La chaîne  nationale et internationale de solidarité
 
Toutes ces manipulations et manigances des salafistes et autres extrémistes religieux, destinées à impressionner la justice, n’entament en rien la crédibilité de nos magistrats qui œuvrent, contre vents et marées pour assurer l’indépendance de la magistrature même si de nombreuses associations comme le comité de défense des valeurs universitaires, le collectif des quarante  ONG de la société civile, la LTDH, la FGESRS, l’observatoire des libertés académiques dépendant de la FGESRS, le syndicat de base des enseignants de la FLAHM  déplorent la mise  en examen d’Habib Kazdaghli et critiquent la lenteur avec laquelle sont instruites les nombreuses plaintes (environ une dizaine) déposées par le doyen de la FLAHM et ses collègues à l’encontre de leurs agresseurs quand on la compare à la célérité relative observée dans l’instruction de la plainte d’Imène Berrouha. Mais de nombreux universitaires, pour lesquels le classement de l’affaire aurait été plus juste, estiment à la décharge du magistrat à l’origine de la mise en examen d’Habib Kazdaghli, qu’il ne doute pas de l’innocence de ce dernier mais qu’il ne veut pas passer pour quelqu’un qui prend son parti en ne donnant pas suite à l’affaire, qu’il préfère laisser à la cour le soin de statuer au sujet de la plainte. Le doyen de la FLAHM quant à lui, convaincu de son innocence, ne cesse dans toutes ses déclarations d’exprimer sa confiance dans la justice tunisienne. 
 
L’acharnement des salafistes dans la persécution d’Habib Kazdaghli est contré par une mobilisation générale des composantes de la société civile qui appellent, sans exception, à un rassemblement le jour du procès devant le tribunal de première instance de la Manouba en signe de solidarité avec le doyen. En France et en Europe, une chaîne de solidarité avec le doyen de la FLAHM est en train de se constituer avec des initiatives déjà prises dans ce sens par le Collectif pour la Paix qui groupe plusieurs associations françaises solidaires du doyen de la Manouba.

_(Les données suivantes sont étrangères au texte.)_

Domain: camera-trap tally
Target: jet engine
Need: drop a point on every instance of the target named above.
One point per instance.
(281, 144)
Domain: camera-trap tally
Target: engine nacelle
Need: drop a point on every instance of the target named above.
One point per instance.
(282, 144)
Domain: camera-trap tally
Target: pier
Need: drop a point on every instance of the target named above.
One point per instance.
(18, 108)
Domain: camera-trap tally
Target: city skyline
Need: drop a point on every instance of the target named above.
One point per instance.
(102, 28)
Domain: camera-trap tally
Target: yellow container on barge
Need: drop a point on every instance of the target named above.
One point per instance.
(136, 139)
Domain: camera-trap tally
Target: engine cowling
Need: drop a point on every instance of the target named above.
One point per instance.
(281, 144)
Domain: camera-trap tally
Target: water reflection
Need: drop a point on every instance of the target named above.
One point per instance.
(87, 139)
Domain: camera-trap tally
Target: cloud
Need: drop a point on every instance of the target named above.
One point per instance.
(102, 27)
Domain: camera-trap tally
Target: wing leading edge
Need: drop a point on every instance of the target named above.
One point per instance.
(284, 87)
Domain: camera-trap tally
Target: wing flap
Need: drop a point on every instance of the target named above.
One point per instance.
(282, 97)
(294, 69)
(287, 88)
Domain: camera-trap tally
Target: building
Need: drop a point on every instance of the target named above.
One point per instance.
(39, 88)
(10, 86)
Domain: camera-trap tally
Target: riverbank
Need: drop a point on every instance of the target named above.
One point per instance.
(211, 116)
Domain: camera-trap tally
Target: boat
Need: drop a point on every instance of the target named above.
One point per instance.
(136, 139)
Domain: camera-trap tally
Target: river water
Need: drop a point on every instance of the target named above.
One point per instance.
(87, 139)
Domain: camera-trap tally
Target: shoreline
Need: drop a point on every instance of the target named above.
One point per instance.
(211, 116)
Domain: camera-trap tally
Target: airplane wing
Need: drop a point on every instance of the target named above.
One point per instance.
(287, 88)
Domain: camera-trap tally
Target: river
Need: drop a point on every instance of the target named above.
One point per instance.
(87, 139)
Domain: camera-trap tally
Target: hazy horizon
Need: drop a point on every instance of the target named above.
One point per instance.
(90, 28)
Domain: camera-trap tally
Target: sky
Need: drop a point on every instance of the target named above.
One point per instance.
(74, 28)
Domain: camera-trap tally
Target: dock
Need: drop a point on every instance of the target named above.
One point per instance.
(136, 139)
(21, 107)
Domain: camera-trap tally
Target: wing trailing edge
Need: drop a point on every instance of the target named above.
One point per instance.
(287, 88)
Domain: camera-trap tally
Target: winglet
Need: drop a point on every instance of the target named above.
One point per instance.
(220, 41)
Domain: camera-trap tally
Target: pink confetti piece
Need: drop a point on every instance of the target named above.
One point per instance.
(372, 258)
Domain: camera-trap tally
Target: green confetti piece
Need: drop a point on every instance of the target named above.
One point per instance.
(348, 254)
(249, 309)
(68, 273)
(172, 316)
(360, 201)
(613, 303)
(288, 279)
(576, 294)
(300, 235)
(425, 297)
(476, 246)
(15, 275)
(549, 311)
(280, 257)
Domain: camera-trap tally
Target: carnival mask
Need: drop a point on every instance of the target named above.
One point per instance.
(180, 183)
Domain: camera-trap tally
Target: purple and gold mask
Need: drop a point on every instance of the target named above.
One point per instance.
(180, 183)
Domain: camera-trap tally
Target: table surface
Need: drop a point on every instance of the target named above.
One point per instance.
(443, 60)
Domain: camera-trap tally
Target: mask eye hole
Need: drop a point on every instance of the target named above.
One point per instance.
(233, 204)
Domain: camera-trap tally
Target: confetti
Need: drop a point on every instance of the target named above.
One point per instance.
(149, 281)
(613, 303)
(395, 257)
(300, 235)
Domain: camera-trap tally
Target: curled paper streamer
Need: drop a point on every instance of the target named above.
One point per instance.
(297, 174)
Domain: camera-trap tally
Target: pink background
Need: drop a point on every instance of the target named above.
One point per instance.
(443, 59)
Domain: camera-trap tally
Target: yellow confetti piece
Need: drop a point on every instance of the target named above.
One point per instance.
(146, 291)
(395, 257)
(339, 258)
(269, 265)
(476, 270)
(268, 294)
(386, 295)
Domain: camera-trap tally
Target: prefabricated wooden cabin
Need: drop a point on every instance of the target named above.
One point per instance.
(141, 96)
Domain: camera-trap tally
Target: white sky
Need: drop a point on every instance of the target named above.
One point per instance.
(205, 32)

Le bras de fer entre les salafistes et les universitaires reprend alors que le bon déroulement des examens à la FLAHM et dans les autres établissements d’enseignement supérieur a donné aux Tunisiens des raisons d’espérer. Les nouveaux développements augurent d’une recrudescence de la tension lors de la prochaine rentrée si les autorités ne se décident pas à assurer la sécurité des enseignants et n’envoient pas des signaux forts appelant au respect des règlements qui régissent la vie universitaire.